The analysts argue that commercial insurer Cigna (CI) will become a major beneficiary of the ongoing redeterminations, which resumed in April after a pandemic-era pause in the past few years.
“CI does not participate in MDCD managed care programs and MDCD redeterminations represents an upside opportunity for its commercial/employer sponsored plans and the exchange marketplace which is not currently embedded into guidance,” the analysts wrote.
Ratings
The Bloomfield, Connecticut-based company is a key Overweight for MS on its biosimilar opportunity and minority investment in healthcare provider VillageMD, which is majority-owned by Walgreens (NASDAQ:WBA). Its price for CI stands at $365 per share.
However, Walgreens (WBA) has become a key Underweight for MS, and its price target, adjusted to $22 from $27, reflects a softer growth outlook for FY24. The firm cites macro challenges, lower COVID-19 vaccine and test volumes, a weaker respiratory season, and ongoing changes to the company’s retail footprint as reasons for its bearish outlook.

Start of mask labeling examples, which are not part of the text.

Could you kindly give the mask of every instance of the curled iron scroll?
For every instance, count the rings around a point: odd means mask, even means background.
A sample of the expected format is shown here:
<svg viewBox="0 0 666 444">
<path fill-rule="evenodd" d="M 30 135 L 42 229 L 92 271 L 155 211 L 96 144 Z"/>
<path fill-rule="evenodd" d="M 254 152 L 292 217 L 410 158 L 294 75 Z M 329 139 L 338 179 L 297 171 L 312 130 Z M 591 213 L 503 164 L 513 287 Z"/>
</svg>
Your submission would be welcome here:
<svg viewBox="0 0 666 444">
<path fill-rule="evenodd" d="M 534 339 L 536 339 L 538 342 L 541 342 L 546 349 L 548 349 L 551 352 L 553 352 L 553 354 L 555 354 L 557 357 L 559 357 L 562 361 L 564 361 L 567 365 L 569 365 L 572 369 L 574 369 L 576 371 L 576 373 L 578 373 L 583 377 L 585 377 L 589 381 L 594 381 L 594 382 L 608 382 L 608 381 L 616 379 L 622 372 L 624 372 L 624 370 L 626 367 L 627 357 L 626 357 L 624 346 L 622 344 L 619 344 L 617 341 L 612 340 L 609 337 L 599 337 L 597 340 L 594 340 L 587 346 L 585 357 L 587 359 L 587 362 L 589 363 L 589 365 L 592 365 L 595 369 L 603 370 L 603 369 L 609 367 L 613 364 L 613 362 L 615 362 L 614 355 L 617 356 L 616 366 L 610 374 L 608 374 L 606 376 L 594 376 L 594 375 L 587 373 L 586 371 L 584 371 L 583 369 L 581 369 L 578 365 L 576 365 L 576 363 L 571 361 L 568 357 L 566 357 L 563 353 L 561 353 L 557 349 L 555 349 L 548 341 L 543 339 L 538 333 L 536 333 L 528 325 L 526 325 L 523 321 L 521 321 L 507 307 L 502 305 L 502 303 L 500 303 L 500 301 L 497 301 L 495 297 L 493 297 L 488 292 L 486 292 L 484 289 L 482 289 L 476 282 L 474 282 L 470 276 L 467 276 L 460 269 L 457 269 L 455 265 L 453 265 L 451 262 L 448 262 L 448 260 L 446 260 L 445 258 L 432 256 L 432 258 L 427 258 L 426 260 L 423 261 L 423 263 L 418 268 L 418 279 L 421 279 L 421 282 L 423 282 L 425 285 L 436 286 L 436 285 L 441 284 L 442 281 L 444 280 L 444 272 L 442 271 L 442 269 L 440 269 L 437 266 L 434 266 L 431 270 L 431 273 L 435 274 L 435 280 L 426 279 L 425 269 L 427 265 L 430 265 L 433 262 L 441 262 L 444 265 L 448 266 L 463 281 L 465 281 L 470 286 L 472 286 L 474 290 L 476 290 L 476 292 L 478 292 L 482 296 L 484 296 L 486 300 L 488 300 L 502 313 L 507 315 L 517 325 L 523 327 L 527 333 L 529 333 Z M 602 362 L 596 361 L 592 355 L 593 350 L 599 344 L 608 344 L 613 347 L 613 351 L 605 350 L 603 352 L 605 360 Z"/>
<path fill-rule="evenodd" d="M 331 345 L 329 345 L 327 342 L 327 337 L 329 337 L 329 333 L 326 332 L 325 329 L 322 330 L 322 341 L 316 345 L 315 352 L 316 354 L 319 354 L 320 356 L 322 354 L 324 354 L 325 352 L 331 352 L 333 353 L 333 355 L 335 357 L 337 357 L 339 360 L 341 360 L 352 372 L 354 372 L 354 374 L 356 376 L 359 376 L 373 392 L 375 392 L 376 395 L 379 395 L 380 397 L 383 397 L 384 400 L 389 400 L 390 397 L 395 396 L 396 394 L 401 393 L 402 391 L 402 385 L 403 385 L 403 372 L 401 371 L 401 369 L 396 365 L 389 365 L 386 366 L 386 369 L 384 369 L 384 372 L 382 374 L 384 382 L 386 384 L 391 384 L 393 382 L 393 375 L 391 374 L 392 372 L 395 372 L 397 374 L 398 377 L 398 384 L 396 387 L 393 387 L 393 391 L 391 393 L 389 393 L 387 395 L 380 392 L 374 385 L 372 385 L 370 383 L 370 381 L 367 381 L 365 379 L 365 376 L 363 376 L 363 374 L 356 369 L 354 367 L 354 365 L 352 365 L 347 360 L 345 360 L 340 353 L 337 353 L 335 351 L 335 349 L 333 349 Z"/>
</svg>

Given its scale and diversification, UnitedHealth (UNH) was crowned Morgan Stanley’s top pick in the MCO space. Citing its growth prospects and diversified business model, the firm raised UNH’s price target to $618 from $579 per share with an Overweight rating.
Other listed MCOs include Centene (CNC), CVS Health (CVS), Elevance Health (ELV), Humana (HUM), Molina Healthcare (MOH), Alignment Healthcare (ALHC), and Clover Health Investments (CLOV).